In In re Flamingo 55, Inc., Gregory Grantham and John Saba, were members of a limited liability company, Broadway-Acacia, LLC (“BA”), which acquired in real property in California.  The other members of BA formed an entity named Flamingo 55, Inc. (“Flamingo”) to acquire real property in Nevada.  To finance the acquisition of the property in Nevada, Flamingo and BA borrowed $675,000 from Datacom and executed a note representing the loan.  The note was secured by the property to be acquired in Nevada and BA’s property in California.  In addition, pursuant to a cross-collateralization agreement, Datacom could foreclose on the property in Nevada or California if BA and Flamingo defaulted on the note. 

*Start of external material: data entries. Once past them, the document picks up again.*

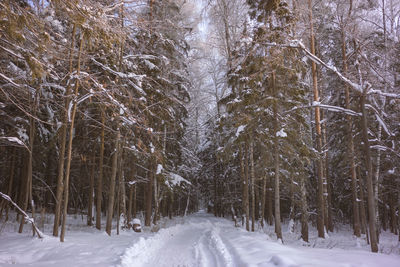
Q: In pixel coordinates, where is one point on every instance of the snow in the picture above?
(281, 133)
(176, 179)
(136, 221)
(240, 129)
(159, 169)
(199, 239)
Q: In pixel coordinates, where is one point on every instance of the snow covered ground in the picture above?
(197, 240)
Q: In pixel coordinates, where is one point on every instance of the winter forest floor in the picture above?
(196, 240)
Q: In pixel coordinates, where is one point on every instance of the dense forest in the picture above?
(260, 110)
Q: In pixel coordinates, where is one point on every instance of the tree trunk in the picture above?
(69, 151)
(356, 215)
(99, 189)
(320, 194)
(10, 184)
(253, 180)
(111, 193)
(149, 195)
(278, 227)
(363, 217)
(304, 209)
(370, 189)
(269, 202)
(130, 201)
(63, 141)
(91, 190)
(246, 186)
(263, 200)
(28, 189)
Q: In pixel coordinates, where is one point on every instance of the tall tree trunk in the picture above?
(327, 185)
(28, 191)
(253, 180)
(370, 189)
(99, 188)
(356, 215)
(130, 202)
(69, 151)
(263, 199)
(91, 189)
(269, 201)
(63, 141)
(134, 200)
(246, 185)
(243, 176)
(363, 217)
(111, 193)
(278, 227)
(4, 203)
(304, 209)
(320, 194)
(149, 195)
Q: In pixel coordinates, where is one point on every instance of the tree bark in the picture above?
(263, 199)
(99, 189)
(10, 184)
(278, 227)
(69, 151)
(63, 141)
(149, 195)
(370, 189)
(320, 194)
(253, 180)
(304, 209)
(356, 215)
(111, 196)
(246, 186)
(91, 190)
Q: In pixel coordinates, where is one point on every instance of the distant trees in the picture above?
(99, 86)
(347, 137)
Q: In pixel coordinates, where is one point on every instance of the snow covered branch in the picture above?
(27, 218)
(327, 107)
(16, 140)
(354, 86)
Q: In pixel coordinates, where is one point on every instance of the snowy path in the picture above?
(195, 243)
(207, 242)
(198, 240)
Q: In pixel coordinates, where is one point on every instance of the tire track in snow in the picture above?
(191, 244)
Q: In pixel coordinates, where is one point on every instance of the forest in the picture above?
(262, 111)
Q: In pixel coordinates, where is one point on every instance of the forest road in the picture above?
(197, 242)
(202, 240)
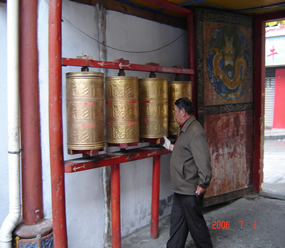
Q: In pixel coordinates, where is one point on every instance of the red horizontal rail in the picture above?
(102, 160)
(124, 65)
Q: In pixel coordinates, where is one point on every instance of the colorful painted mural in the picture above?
(225, 100)
(227, 64)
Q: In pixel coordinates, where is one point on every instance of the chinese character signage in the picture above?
(275, 51)
(274, 46)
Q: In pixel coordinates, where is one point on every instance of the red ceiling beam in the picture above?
(169, 6)
(124, 64)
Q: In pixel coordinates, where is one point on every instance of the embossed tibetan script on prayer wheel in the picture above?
(153, 107)
(85, 110)
(122, 110)
(176, 90)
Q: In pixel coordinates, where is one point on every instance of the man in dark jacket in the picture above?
(190, 172)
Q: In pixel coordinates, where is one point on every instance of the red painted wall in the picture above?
(279, 113)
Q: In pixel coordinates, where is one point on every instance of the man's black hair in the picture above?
(186, 104)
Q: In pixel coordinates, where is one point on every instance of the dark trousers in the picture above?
(187, 215)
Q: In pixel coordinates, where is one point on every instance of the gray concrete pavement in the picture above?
(262, 216)
(254, 222)
(274, 168)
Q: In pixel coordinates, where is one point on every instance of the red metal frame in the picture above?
(55, 125)
(32, 194)
(155, 197)
(115, 205)
(123, 65)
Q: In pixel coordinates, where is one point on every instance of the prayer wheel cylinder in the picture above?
(176, 90)
(85, 110)
(153, 107)
(122, 110)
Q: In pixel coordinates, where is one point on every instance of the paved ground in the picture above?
(256, 221)
(274, 165)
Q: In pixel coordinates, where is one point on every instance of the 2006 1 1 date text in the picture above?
(227, 225)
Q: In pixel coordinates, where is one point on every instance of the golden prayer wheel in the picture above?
(153, 108)
(122, 110)
(176, 90)
(85, 110)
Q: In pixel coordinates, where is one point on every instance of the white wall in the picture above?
(85, 204)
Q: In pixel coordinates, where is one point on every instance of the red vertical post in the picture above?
(115, 206)
(30, 114)
(155, 196)
(55, 126)
(259, 89)
(191, 54)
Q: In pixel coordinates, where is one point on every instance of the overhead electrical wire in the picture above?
(121, 50)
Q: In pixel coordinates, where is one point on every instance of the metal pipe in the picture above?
(115, 206)
(155, 197)
(30, 115)
(55, 125)
(11, 220)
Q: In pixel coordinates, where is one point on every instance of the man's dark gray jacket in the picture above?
(190, 163)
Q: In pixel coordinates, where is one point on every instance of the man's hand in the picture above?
(200, 190)
(166, 143)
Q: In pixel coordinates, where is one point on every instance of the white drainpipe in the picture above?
(13, 124)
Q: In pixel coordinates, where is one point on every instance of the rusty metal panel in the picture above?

During Flamingo’s involuntary bankruptcy proceeding, Datacom filed a claim against Flamingo and sought relief from the stay to foreclose on the property in Nevada.  The Bankruptcy Court, however, directed Datacom to exercise its rights against the property in California first.  Accordingly, Datacom foreclosed on the property in California and returned proceeds in excess of its claim to Grantham and Saba, successors in interest to BA.  On account of value of the property lost to Datacom in the foreclosure, Grantham and Saba filed a claim against Flamingo, asserting subrogation rights under section 509(a) of the Bankruptcy Code. 

The trustee of Flamingo objected.  The bankruptcy court sustained the trustee’s objections and disallowed BA’s subrogation claim because BA did not meet the basic requirements of section 509(a).  Section 509(a) provides that “an entity that is liable with the debtor on . . . a claim of a creditor against the debtor, and that pays such claim, is subrogated to the rights of such creditor to the extent of such payment.”  11 U.S.C. § 509(a).  The bankruptcy court found that the plain language of section 509 clearly shows that “section 509 effects subrogation only when nonbankruptcy law distinguishes between primary and secondary liability.  Thus, Section 509 does not apply when the liability of the person seeking subrogation is direct and of equal status with the debtor’s.”  In Flamingo, BA’s and Flamingo’s liability to Datacom was joint and several.  Thus, BA was not just liable with but rather is directly liable on the debt to Datacom.  Because BA’s obligation was of equal status with the debtor, Flamingo, BA was not entitled to subrogation.  Of relevance to the Ninth Circuit’s decision, the bankruptcy court also held that BA failed to satisfy the second element of section 509(a), as it did not make a “payment” to Datacom to extinguish its debt.  The bankruptcy court held that the foreclosure of the underlying property in satisfaction of Datacom’s claim did not constitute “payment” of the debt.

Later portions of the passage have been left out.